Genetic modification, though, is uniquely a change imposed upon a cell, rather than one achieved by it under a stimulus. Under all those circumstances I don’t see how one can predict, or even guarantee to detect, potentially adverse effects, which may not even be expressed for many generations, in changed conditions, after crosses with wild varieties, interactions with phages, bacteria or insects, and following distribution across vast areas of the world. Why is the precautionary principle considered inappropriate?
The critical late lesson that may be emerging from GM crops is not the evidence of harm — the early indications of harm are just emerging — but the persistence of the same institutional patterns that led to the old late lessons already learned from asbestos, benzene and BSE [bovine spongiform encephalopathy, or “mad cow disease”]. In these cases, weak risk assessment standards were implemented that prevented identifying the harm and taking precautionary action. To avoid this old lesson, the appropriate application of the precautionary approach to risk standards would help ensure we are not repeating the same error with GM crops, and thus avoid a late lessons case in the making.
This is significant, for biological disasters are sometimes very long in the making. Invasive species can have catastrophic unexpected effects: in the UK, grey squirrels have all but replaced the native reds, alien crayfish have nearly destroyed the British variety, and escaped mink endanger the very existence of a key species, the water-vole. Sorry guys – all these, like GM technology, were from America!
But America has its own problems from, for example, Japanese knotweed, whose destructiveness only exists because it did not evolve in the natural, self-regulating environment it now menaces, but in another. It should not need pointing out that no GM crop has co-evolved in that way either, and furthermore is likely to continue changing unpredictably as both host and environment respond to the alien gene. Why should that not cause concern?
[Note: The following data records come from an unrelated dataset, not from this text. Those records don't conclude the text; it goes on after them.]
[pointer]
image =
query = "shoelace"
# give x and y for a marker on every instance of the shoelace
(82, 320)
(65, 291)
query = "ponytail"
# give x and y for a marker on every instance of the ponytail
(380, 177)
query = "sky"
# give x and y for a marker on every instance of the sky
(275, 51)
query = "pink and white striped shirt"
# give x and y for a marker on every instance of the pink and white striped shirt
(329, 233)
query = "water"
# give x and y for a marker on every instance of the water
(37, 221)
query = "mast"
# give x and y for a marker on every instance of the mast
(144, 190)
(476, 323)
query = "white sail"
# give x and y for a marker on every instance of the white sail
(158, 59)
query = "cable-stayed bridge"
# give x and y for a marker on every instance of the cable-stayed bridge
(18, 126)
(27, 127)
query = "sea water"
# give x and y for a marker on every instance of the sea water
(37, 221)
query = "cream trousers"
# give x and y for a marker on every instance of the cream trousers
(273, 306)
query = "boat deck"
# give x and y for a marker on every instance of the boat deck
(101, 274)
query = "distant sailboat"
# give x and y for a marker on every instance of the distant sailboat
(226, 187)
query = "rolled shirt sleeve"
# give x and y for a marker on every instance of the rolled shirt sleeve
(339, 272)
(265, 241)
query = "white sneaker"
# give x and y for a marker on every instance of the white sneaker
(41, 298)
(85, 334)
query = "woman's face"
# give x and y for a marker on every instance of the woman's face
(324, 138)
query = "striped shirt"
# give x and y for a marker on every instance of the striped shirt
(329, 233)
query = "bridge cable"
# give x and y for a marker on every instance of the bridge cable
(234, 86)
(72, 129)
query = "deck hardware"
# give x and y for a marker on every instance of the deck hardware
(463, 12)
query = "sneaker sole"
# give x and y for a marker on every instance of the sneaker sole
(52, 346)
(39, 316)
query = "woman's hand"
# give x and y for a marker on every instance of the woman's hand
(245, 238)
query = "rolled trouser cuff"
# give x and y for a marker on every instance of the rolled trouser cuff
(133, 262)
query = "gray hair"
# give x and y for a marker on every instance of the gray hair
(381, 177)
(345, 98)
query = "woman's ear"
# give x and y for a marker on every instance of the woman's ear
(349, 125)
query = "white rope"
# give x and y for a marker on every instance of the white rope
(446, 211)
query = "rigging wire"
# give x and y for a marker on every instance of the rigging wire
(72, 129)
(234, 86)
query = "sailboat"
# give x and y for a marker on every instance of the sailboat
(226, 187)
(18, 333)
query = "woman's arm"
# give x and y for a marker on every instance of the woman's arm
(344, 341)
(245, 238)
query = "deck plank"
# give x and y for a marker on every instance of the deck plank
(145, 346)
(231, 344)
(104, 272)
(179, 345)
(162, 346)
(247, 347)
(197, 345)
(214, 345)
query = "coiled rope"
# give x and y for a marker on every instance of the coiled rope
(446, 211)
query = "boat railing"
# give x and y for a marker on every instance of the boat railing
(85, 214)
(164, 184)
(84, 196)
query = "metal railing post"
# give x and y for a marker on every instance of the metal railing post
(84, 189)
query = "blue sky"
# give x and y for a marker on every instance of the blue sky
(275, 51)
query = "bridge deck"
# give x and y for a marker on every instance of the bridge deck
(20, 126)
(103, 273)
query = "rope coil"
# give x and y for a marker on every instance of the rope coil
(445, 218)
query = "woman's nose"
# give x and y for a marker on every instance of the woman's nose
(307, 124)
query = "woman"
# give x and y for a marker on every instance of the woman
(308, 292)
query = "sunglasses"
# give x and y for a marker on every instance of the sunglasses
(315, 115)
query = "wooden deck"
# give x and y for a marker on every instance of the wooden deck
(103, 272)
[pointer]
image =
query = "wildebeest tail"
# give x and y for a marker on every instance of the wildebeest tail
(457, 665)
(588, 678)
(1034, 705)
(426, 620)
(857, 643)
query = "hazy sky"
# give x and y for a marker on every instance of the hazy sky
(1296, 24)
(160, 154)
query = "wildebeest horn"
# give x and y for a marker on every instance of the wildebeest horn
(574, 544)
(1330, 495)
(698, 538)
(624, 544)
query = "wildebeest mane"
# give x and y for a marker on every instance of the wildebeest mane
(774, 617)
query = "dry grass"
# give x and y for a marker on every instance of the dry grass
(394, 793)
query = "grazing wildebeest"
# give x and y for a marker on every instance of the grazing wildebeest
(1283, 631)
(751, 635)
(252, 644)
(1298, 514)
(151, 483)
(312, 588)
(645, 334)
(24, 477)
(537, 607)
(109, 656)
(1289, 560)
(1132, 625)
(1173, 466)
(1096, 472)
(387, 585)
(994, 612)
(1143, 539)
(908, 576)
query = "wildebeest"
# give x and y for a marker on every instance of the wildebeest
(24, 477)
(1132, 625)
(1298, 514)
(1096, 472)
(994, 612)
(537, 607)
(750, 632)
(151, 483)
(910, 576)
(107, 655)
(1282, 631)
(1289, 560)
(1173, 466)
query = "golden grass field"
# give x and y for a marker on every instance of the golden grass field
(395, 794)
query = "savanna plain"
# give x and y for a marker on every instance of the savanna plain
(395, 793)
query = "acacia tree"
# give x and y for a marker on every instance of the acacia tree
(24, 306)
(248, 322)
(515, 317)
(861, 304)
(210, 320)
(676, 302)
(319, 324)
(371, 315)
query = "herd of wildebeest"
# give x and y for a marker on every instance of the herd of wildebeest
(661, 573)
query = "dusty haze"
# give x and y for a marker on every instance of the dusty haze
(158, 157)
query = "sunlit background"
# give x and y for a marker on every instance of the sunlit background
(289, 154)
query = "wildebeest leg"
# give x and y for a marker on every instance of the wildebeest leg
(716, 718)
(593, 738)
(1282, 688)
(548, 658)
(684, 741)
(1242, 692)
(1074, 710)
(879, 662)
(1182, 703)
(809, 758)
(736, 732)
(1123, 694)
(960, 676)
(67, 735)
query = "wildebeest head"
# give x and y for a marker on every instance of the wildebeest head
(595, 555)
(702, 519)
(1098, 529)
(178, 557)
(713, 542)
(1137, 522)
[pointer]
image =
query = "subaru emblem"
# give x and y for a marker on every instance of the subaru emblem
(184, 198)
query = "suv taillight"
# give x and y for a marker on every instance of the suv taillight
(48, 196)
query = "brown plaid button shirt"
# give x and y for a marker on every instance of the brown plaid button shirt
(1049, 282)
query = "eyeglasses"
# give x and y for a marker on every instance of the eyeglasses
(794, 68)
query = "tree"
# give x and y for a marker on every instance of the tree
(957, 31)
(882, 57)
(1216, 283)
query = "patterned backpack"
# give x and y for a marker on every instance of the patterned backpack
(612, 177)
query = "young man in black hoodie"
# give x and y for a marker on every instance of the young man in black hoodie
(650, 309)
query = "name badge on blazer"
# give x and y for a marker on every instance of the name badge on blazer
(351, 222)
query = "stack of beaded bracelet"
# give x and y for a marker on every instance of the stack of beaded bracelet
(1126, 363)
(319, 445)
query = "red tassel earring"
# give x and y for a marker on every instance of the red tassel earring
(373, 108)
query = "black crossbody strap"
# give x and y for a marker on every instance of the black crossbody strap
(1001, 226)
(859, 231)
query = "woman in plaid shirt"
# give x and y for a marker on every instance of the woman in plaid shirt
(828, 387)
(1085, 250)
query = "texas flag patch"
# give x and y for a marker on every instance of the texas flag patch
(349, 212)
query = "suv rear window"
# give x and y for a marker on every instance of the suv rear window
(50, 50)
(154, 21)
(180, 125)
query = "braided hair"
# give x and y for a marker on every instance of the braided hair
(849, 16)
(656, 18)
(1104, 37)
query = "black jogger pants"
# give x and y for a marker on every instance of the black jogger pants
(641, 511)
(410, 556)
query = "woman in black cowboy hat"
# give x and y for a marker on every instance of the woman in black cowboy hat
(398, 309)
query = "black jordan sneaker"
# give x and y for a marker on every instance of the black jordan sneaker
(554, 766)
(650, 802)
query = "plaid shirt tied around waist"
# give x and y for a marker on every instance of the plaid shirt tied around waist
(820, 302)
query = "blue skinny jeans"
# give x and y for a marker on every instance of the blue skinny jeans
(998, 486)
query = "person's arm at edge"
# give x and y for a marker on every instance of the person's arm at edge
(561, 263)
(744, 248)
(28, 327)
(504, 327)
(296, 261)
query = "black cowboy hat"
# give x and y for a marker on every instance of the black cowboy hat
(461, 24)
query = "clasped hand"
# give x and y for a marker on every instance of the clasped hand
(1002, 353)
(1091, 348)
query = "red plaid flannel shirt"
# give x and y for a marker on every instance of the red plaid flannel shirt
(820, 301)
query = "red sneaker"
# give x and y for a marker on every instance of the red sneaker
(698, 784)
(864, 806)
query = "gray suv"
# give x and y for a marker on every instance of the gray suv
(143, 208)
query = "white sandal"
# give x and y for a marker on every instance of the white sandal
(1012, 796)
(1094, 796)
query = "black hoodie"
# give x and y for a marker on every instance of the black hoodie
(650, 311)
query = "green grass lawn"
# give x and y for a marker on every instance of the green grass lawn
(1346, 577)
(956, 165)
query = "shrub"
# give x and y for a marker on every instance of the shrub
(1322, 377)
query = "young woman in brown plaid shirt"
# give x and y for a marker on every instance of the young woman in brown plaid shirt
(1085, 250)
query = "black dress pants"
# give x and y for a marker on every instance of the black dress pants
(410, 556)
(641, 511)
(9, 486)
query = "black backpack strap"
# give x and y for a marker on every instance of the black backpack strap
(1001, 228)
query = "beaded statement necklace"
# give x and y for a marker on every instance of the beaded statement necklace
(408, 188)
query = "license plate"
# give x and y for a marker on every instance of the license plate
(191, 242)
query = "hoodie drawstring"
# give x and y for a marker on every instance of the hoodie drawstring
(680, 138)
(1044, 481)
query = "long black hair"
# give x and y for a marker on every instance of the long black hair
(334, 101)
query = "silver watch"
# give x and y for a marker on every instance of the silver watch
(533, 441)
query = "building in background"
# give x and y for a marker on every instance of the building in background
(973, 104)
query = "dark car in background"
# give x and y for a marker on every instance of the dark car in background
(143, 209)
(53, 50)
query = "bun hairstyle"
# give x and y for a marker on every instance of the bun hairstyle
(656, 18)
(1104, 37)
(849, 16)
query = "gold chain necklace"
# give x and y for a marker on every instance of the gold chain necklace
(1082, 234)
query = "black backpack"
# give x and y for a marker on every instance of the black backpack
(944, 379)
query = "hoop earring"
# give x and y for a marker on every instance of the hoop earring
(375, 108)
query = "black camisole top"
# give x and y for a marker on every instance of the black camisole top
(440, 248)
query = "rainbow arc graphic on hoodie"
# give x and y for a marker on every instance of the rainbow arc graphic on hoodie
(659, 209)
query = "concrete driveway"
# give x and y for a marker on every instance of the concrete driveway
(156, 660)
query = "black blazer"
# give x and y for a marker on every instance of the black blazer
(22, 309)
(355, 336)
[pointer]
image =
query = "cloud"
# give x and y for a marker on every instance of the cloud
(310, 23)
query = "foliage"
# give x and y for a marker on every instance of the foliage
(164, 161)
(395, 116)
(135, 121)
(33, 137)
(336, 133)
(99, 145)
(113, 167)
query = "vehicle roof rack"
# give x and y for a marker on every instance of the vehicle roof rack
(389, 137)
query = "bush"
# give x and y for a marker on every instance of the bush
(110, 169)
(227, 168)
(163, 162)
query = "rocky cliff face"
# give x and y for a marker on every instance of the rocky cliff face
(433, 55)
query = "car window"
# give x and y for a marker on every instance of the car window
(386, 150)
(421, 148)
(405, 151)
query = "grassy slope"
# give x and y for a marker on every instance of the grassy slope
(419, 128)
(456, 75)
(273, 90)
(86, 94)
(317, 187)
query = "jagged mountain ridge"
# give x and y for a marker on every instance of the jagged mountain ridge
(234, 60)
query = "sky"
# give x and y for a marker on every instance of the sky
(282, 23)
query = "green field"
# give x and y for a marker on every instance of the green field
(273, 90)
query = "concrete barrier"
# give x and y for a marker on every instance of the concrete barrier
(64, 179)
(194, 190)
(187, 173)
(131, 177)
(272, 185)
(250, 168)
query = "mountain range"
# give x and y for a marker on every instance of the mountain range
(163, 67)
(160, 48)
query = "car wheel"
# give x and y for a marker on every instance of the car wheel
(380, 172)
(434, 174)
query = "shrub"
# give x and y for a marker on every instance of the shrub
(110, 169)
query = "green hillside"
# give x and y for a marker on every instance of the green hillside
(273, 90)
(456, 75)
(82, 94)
In an earlier post I described how HIV was an unintentional anthropogenic biological disaster, though it took half a century before it began to show itself. Good intentions have no tendency to protect one from such errors – DDT was designed to reduce pests rather than destroy the environment, thalidomide to cure sickness rather than create cripples and CFCs to preserve food rather than destroy the ozone layer. Bob Dylan may have restricted his critique to arms dealers in Masters of War, but there are others who, for various motives,
…play with my world
Like it’s your little toy
What defence does the world have against similar, but uncontainable, problems from the Baconian mutilation of natural species to meet perceived human need – be that agricultural or capitalistic? As far as I can see, the preferred talisman is the knowledge that DNA is a mere warehouse of genes to build infinitely malleable protoplasmic machines, and that the supporting Neodarwinian theory is now established scientific FACT. So nothing can possibly go wrong, can it?